According to recent figures, the price of milk at the checkout is now around $1.50 below where it should be if it had simply tracked farm inflation rates since $1 milk began. Farmers are paying more than ever for fuel, fertiliser, feed, and equipment, yet their share of the retail price has remained almost flat. What was once a short-term price war between Coles and Woolworths has hardened into a benchmark that keeps the whole industry under pressure.
The average dairy farmer’s margin has been squeezed to breaking point. Many have exited the industry altogether, leaving Australia with about half the number of dairy farms it had two decades ago. Regional communities that depend on dairy production have suffered as a result — not just through lost income, but through lost local identity.
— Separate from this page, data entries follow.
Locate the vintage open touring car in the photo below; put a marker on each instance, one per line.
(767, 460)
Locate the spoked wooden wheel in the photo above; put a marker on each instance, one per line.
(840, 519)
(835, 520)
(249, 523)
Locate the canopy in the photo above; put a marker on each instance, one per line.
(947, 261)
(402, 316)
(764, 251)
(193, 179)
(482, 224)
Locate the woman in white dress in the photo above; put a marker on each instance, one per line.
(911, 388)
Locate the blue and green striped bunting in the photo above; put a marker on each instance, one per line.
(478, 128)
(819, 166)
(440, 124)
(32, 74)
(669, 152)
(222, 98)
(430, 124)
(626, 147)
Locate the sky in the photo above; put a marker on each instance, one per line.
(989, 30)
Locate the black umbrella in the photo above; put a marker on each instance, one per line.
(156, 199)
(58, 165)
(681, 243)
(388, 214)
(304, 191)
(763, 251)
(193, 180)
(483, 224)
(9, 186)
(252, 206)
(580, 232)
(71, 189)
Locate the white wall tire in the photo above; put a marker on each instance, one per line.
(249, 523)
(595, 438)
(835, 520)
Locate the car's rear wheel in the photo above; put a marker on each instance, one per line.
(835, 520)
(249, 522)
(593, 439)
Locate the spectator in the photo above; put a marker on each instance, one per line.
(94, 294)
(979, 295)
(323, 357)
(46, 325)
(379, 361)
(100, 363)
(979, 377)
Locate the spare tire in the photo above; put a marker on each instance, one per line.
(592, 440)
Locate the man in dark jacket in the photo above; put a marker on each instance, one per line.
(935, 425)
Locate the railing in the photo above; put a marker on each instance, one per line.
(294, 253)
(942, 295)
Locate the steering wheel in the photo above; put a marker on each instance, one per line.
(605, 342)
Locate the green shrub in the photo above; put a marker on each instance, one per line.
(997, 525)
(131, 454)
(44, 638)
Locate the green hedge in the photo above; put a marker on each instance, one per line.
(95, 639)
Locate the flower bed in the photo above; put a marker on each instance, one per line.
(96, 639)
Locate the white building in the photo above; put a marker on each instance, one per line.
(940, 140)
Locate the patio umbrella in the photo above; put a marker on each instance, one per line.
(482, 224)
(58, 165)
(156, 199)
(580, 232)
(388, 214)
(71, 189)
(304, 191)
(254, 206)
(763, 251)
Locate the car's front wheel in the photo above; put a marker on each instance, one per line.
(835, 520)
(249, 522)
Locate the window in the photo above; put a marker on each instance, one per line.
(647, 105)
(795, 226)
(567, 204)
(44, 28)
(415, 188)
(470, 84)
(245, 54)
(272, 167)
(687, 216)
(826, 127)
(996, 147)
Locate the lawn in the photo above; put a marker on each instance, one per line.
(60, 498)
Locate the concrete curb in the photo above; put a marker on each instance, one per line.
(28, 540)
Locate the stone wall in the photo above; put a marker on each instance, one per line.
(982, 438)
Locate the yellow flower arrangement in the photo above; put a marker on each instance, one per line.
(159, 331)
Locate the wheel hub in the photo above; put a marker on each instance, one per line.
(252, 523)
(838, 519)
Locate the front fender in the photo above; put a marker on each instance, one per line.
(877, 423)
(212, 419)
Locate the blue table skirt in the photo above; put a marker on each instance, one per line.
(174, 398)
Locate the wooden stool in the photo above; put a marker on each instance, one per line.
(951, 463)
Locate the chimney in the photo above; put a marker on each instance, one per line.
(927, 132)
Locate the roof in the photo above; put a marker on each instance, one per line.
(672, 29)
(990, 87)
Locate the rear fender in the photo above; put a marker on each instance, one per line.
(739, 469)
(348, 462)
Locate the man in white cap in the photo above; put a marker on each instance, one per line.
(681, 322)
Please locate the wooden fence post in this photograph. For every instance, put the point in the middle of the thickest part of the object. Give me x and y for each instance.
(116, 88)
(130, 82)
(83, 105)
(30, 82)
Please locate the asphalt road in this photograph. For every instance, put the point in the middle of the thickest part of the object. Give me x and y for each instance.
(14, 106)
Retailers and processors point to competitive markets and export opportunities as evidence of resilience. But the truth is that milk remains artificially cheap. Adjusted for inflation, $1 in 2011 would now equal around $1.50 in 2025 — yet most major supermarkets still sell their “home brand” milk below $1.60.
That means consumers are effectively drinking milk priced as if the last decade of inflation never happened — while farmers face the full force of it. Unless pricing policies recognise the true cost of production, Australia risks milking its dairy sector to death — one $1 bottle at a time.